Vega measures a change in the theoretical option price caused by a 1-point change in implied volatility. For instance, an option with a vega of .01 will increase by $10 per contract (which consists of 100 shares) for each point increase in volatility and will lose $10 per contract for each 1% decline in volatility. For the short position, vega would have the exact opposite effect, where a 1-point increase in volatility would decrease the value of the short option by $10.

Most options have both intrinsic value and time value. Intrinsic value measures how much the option is in the money; the time value = the option premium minus the intrinsic value. Thus, time value depends on the probability that the option will go into the money or stay into the money by expiration. Volatility only affects the time value of an option. Therefore, vega, as a measure of volatility, is greatest when the time value of the option is greatest and least when it is least. Because time value is greatest when the option is at the money, that is also when volatility will have the greatest effect on the option price. And just as time value diminishes as an option moves further out of the money or into the money, so goes vega.

There are general measures of volatility that represent volatility of entire markets. The Chicago Board Option Exchange (CBOE) Volatility Index (VIX) measures the implied volatility on the options based on the S&P 500 index. This is not the same as implied volatility of the underlying stocks that compose the S&P 500 index, but as a measure of the implied volatility of the options on those stocks. VIX is also known as a **fear index**, because it presumably measures the amount of fear in the market; in actuality, it probably causes fear rather than reflecting fear, because higher fluctuations in the supply and demand for the options creates more uncertainty.
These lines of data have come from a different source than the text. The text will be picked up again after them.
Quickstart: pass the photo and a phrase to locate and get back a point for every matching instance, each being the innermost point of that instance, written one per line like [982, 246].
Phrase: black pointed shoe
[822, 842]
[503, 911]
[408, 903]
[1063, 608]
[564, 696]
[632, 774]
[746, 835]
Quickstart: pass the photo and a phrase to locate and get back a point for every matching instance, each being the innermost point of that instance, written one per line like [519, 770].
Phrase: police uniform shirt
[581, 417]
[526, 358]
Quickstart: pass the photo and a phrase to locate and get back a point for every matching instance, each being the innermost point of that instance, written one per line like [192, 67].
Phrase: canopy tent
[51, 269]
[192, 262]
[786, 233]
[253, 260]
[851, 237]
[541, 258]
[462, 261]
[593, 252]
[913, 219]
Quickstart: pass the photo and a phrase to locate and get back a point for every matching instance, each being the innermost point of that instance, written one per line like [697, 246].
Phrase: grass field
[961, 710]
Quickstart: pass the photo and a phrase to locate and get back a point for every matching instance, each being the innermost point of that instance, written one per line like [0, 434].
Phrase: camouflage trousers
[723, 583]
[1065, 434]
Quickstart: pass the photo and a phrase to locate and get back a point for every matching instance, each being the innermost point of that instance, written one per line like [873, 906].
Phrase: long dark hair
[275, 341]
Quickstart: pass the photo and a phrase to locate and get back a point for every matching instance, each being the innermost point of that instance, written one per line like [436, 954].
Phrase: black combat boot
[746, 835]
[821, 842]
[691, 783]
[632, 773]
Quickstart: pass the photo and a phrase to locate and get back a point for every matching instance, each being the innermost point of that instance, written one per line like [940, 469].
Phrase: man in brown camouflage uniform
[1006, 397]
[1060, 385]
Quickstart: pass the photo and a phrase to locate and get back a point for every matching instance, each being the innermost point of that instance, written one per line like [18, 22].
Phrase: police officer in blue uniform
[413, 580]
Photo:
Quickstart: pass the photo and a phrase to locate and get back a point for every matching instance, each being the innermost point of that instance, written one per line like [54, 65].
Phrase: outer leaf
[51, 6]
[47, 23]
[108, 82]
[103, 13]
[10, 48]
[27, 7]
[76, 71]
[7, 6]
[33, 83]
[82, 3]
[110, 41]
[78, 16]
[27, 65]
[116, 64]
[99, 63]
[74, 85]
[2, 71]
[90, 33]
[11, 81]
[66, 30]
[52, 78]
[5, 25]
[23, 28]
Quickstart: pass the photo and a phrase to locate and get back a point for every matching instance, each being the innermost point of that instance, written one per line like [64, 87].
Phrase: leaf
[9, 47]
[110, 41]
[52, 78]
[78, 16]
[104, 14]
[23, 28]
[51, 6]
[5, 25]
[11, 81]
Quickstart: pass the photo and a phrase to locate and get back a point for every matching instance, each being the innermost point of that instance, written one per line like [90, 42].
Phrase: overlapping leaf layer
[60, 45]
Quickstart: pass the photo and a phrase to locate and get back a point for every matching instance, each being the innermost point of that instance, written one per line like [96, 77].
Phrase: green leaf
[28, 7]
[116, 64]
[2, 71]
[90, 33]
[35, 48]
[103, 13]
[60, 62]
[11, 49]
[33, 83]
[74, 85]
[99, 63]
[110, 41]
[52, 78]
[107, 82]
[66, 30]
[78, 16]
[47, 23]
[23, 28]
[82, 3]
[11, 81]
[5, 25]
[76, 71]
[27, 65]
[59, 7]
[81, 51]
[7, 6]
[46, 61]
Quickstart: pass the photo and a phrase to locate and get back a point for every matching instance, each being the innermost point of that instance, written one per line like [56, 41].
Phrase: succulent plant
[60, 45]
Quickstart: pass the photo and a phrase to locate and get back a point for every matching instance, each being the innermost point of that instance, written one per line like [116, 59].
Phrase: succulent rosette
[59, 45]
Other measures of general volatility include the NASDAQ 100 Volatility Index (VXN), which measures the volatility of the NASDAQ 100, which includes many high-tech companies. The Russell 2000 Volatility Index (RVX) measures the volatility of the index composed of the 2000 stocks in the Russell 2000 Index.

## Volatility Skew

**Volatility skew** is a result of different implied volatilities for different strike prices and for whether the option is a call or put. Volatility skew further illustrates that implied volatility depends only on the option premium, not on the volatility of the underlying asset, since that does not change with either different strike prices or option type.

How the volatility skew changes with different strike prices depends on the type of skew, which is influenced by the supply and demand for the different options. A **forward skew** is exhibited by higher implied volatilities for higher strike prices. A **reverse skew** is one with lower implied volatilities for higher strike prices. A **smiling skew** is exhibited by an implied volatility distribution that increases for strike prices that are either lower or higher than the price of the underlying. A **flat skew** means that there is no skew: implied volatility is the same for all strike prices. The options of most underlying assets exhibit a reverse skew, reflecting the fact that slightly out-of-the-money options have a greater demand than those that are in the money. Furthermore, out-of-the-money options have a higher time value, so volatility will have a greater effect for options that only have time value. Thus, a call and a put at the same strike price will have different implied volatilities, since the strike price will likely differ from the price of the underlying, demonstrating yet again that implied volatility is not the result of the volatility of the underlying asset.

Options with the same strike prices but with different expiration months also exhibit a skew, with the near months generally showing a higher implied volatility than the far months, reflecting a greater demand for near-term options over those with later expirations.